CREDIT: AP Images/Christophe Ena
While NBC was airing the Opening Ceremonies of the Sochi Winter Olympics last night, the New York Times quietly published Woody Allen’s response to Dylan Farrow’s open letter renewing the sex abuse charges she made against him when she was seven. The letter is well worth reading for a different kind of look inside Allen’s mind than his movies normally allow. But it’s also worth reading side-by-side with Maureen Orth’s plain laying out of some basic information about Farrow’s charges and the investigation into them, which have been reviewed by Vanity Fair’s fact-checkers.
It’s possible, but I’m not sure necessary, to pick at Allen’s letter. The piece reads as exceptionally unfiltered (and perhaps not particularly edited), to an extent that I’m surprised Allen’s handlers, if he has any to whom he would listen, let him publish it. And it’s a document that perfectly encapsulates a number of strains of thinking. There’s the idea that it’s irrational for Mia Farrow to have resented Allen’s relationship with Soon-Yi Previn, her adopted daughter, a rather strikingly myopic expression of the idea that Allen’s self-actualization should be prized at any cost. There’s the exceptionally bitter resentment of Allen’s having had to pay child support for Ronan Farrow, who at the time, Allen believed was his son, a sentiment that’s in keeping with some of the uglier ideas behind men’s rights advocacy. And then there’s the invocation of one of Allen’s neuroses — his claustrophobia — as supposed proof positive that he couldn’t possibly have abused Dylan, at least not in a way that was consistent with the story she told then as a child and has told again recently.

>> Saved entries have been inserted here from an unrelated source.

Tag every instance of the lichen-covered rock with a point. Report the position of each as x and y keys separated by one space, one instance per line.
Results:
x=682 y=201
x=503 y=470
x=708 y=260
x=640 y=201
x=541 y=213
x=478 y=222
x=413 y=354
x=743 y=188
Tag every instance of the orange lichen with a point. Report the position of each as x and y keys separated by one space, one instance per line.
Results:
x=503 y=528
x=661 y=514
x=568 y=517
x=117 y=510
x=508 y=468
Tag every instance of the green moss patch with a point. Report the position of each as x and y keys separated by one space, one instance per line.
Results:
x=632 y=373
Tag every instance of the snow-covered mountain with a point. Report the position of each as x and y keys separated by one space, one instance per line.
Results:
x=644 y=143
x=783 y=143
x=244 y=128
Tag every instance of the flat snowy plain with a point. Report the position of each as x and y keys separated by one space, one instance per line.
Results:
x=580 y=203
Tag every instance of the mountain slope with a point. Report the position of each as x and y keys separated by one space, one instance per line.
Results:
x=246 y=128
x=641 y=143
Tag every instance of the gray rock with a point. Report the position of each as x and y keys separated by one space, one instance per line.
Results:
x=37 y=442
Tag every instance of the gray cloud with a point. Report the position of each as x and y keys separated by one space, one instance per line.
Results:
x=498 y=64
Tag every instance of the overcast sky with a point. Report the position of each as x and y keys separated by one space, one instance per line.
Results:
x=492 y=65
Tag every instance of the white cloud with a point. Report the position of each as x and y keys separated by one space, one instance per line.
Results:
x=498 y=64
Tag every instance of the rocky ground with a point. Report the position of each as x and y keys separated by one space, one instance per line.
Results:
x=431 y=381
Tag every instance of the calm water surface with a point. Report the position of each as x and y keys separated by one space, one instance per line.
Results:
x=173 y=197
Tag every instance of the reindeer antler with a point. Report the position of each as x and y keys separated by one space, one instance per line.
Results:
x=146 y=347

As I wrote earlier this week, I fear that we’re at a deadlock in terms of both Dylan Farrow’s specific charges and the state of our conversations about sexual assault. But I wonder if Allen’s letter clarifies something I discussed with the Daily Caller’s Matt Lewis earlier on Friday: the extent to which Allen’s values and worldviews, as expressed in both his personal communications with the world and in his films, have aged quite poorly:
Matt’s argued that Allen’s movies are proof of a liberal vision of sexual liberation gone wrong. I see the situation as somewhat different. Obviously, there have been men in left movements who have seen their involvement in those movements as a way to have as much sex as possible, who have supported thinking about sexual norms primarily as a way to build support for their own behavior, and have supported the sexual liberation of women primarily because they’re interested in broadening the supply of their own potential partners. But that doesn’t represent a consensus position of leftism or liberalism, and in fact, the emergence of second-wave feminism as distinct from other left movements is a reaction to precisely this kind of thinking and sexual entitlement.
And thank goodness for it, both on-screen and off of it. Allen writes that when he first heard the allegations, “I found the idea so ludicrous I didn’t give it a second thought.” In an even earlier era, in which still-powerful ideas about so-called scorned women and child sexual abuse were even more prominent than they are today, Allen might have been correct in his assumption that he had nothing to worry about. It still seems unlikely today that he would ever have to stand trial in response to Dylan’s allegations.
But the world is a different place. And now that the vision of it that Allen’s kept private so long has finally been exposed to the world, it’s for us to consider how well his vision of himself has aged.